The Science Journal of the American Association for Respiratory Care

2008 OPEN FORUM Abstracts

CLEARING SECRETIONS FROM ABOVE THE ENDOTRACHEAL TUBE CUFF USING A PURGE MANEUVER: A BENCH STUDY

Lawrence B. Cole1, Robert Hase1, Jan Bard1



Background: Respiratory Care Practitioners (RCPs) at Virginia Mason apply positive airway pressure via a flow-inflating bag while deflating the endotracheal tube (ETT) cuff to force secretions pooled above the cuff into the oropharynx. This procedure is intended to help prevent silent aspiration of pooled oropharyngeal secretions, to reduce need for ETT suctioning and decrease incidence of Ventilator-Associated Pneumonia (VAP). We wondered if the procedure itself could contribute to aspiration.

Methods: We constructed a tracheal model consisting of a ridgid plastic tube 1.2 inches in diameter which was then attached to a wood frame fixed at thirty degrees up-angle. The distal end of the plastic tube was adapted to a Total Test Lung (TTL) set to a compliance of 100 cmH2O. A size 7.5 mm HiLow Evac ETT was inserted into the plastic tube's proximal end and secured using a Comfit ETT holder. The ETT cuff was inflated to 25 cmH2O and positioned 5 cm below the plastic tube's proximal opening. We used two test solutions, one water-thin (Sthn) and the other thickened (Sthk) with a ratio of 4 ounces H20 to 3.5 teaspoons dietary thickener, each with one drop of blue food coloring added. 5cc of each mixture in turn was placed above the inflated cuff via the HiLow Evac tube's suction port. We then sought RCP volunteers to participate in the study. Each RCP was blinded from observation of the ETT cuff using a towel drape, performing purge procedures for each solution. Each purge was observed for aspiration, defined as any amount of blue fluid dropping below the ETT cuff.
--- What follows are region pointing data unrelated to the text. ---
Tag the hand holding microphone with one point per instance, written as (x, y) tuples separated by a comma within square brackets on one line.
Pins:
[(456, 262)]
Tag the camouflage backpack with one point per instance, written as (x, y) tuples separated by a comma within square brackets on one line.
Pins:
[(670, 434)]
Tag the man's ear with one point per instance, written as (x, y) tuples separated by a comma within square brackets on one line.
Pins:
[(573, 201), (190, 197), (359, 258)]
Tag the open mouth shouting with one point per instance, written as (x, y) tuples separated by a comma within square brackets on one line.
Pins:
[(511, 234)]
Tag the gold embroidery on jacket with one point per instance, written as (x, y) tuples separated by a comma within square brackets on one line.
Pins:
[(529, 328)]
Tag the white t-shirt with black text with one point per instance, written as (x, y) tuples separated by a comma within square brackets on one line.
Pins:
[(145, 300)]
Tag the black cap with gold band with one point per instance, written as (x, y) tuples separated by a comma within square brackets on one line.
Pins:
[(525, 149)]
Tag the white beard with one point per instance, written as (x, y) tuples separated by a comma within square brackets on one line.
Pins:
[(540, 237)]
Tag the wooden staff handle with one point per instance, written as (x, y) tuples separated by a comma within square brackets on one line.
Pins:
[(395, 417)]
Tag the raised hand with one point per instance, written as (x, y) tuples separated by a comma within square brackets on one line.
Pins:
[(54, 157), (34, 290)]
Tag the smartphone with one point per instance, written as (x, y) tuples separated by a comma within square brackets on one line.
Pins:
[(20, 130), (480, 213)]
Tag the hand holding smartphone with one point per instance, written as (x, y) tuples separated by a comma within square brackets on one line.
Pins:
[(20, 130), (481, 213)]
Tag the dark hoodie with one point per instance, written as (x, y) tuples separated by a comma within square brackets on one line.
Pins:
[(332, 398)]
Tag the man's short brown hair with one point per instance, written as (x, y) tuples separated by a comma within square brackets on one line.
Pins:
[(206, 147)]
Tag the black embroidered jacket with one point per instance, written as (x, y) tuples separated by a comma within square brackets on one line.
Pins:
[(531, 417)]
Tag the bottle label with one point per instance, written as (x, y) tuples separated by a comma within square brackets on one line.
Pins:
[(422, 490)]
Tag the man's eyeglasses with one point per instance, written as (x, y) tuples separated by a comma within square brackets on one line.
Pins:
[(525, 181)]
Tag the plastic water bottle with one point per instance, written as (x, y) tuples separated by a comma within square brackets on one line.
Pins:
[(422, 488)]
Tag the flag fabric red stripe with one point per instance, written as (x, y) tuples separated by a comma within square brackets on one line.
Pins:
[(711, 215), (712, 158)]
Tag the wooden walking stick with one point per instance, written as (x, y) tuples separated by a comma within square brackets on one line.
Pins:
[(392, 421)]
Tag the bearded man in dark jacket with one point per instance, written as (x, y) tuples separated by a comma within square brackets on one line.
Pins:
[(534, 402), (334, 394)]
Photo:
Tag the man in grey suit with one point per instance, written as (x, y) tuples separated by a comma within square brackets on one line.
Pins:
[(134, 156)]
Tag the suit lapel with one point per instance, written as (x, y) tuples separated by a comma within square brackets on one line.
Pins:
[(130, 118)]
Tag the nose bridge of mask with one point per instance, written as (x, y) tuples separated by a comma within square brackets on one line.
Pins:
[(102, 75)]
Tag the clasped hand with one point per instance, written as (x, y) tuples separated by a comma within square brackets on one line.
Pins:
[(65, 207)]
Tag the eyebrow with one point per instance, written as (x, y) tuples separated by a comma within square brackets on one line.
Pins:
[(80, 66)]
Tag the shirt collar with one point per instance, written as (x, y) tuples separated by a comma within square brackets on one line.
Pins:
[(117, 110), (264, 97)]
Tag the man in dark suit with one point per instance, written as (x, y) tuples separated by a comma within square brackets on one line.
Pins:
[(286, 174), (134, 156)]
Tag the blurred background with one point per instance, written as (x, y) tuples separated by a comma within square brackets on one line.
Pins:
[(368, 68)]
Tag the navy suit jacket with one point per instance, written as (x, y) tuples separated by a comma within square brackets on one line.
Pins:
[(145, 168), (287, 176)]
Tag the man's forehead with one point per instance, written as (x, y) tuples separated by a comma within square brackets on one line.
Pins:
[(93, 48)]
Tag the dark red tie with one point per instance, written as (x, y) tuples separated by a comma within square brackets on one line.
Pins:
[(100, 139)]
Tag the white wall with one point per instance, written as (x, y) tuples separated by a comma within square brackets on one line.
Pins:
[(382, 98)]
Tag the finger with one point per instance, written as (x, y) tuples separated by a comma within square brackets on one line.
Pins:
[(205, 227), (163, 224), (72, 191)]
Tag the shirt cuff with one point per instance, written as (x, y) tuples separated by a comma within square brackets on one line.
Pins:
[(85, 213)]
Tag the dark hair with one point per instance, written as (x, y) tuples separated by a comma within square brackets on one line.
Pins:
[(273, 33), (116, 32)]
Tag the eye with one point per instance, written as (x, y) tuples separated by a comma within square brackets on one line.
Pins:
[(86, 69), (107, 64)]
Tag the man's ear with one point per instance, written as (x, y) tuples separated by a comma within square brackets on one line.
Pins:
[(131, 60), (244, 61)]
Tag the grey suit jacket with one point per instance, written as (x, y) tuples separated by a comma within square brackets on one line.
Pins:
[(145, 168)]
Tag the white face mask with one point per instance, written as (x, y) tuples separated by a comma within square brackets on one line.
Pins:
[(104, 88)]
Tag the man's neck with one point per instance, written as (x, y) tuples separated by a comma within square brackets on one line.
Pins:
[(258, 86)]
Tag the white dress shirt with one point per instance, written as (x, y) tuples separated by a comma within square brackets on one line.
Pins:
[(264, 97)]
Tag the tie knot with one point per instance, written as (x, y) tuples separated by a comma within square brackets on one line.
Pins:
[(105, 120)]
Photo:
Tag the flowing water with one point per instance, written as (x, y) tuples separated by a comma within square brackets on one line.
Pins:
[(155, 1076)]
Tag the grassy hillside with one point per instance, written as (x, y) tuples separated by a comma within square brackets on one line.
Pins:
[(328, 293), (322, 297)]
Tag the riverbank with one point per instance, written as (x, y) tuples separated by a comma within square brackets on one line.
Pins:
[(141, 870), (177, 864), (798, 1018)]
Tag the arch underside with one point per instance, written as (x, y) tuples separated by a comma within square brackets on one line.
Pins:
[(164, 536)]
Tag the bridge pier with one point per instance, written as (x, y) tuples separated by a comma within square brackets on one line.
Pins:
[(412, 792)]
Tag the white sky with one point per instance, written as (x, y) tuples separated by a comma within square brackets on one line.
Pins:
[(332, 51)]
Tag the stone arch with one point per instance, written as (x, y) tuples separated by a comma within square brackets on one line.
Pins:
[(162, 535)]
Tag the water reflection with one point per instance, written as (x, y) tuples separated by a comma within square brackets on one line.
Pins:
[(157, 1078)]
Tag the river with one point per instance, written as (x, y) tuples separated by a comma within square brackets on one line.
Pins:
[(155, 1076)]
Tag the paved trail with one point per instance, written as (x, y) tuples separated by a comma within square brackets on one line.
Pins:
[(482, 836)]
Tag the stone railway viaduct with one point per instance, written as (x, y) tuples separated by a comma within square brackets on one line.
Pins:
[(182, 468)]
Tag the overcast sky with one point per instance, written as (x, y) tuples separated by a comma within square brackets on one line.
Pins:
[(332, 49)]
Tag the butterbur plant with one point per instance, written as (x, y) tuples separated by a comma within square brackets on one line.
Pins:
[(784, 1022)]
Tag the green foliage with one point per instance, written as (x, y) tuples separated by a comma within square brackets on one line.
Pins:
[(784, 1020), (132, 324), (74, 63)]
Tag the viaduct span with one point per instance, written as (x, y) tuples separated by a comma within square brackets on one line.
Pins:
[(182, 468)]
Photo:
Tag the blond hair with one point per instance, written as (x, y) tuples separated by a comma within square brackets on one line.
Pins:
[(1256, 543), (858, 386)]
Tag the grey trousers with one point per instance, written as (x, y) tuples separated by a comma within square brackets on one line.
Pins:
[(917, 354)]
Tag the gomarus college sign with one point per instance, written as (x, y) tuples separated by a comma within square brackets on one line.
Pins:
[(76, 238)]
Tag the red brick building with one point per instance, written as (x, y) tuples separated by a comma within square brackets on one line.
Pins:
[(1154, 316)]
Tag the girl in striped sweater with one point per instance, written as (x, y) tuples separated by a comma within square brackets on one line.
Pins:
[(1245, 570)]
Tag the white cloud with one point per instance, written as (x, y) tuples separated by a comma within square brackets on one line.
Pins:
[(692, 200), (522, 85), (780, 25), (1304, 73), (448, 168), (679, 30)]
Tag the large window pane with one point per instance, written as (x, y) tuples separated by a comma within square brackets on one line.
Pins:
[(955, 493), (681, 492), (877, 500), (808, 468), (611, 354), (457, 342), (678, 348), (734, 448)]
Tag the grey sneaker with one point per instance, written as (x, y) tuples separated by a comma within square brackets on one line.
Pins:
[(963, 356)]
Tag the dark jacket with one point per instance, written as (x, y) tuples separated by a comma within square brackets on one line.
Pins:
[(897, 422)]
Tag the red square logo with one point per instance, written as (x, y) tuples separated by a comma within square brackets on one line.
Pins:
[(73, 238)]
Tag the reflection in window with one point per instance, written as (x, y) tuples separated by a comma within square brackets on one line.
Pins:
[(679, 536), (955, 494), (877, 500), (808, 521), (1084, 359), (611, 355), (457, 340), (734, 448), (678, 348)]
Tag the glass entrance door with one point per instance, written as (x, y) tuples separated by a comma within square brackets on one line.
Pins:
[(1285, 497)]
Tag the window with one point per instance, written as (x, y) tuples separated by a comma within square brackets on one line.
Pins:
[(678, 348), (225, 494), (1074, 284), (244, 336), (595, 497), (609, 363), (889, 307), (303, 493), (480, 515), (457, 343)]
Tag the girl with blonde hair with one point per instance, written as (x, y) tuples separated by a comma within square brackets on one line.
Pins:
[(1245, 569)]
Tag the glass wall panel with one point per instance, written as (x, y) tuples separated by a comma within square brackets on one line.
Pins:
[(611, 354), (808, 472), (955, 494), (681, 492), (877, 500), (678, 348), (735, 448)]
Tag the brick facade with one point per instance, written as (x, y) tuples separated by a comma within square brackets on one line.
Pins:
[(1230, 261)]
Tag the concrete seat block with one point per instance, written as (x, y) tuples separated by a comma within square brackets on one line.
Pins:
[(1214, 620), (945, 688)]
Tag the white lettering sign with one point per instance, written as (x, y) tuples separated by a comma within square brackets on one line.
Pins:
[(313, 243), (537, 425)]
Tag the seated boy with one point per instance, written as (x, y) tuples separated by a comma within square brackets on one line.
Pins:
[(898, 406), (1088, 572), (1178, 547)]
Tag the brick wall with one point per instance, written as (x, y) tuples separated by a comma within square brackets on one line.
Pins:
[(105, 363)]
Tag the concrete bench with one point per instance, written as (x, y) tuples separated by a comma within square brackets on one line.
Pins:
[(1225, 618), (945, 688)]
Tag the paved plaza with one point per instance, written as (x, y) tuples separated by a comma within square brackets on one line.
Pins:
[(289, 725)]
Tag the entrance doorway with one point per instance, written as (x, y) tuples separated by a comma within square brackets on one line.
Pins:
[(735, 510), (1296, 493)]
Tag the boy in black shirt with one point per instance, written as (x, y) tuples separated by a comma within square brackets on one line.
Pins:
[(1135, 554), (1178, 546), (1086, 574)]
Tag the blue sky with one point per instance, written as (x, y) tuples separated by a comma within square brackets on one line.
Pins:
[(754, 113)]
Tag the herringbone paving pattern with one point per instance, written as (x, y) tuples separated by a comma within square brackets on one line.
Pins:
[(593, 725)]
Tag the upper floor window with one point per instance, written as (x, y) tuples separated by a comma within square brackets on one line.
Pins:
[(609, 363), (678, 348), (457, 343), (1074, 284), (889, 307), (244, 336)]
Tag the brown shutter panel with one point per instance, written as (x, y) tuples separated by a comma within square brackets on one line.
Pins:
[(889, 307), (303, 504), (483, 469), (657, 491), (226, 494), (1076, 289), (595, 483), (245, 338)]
After gathering data for all RCP volunteers, we also observed the kinetics of both solutions during purge maneuvers facilitated by ventilator leak-compensation flow. We attached our patient model to a Puritan-Bennet 840 set at CPAP with pressure support (PS) levels of 5, 10, 15, 20, and 25 cmH20.

Results: A small but significant percentage (9% for Sthk and 36% Sthn) of aspiration occurs using flow-inflating bag purges. Aspiration was also observed with PS purges, but only at PS levels of 5 and 10 cmH20; no aspiration occured at 15 cmH20 or higher.

Conclusion: Purge maneuvers using flow-inflating bags may directly cause gross aspiration of pooled secretions while purges using PS leak compensation do not appear to cause aspiration for PS set at least 15 cmH20. We did not address whether purge maneuvers are in fact a desirable or effective adjunct to decrease silent aspiration or prevent VAP.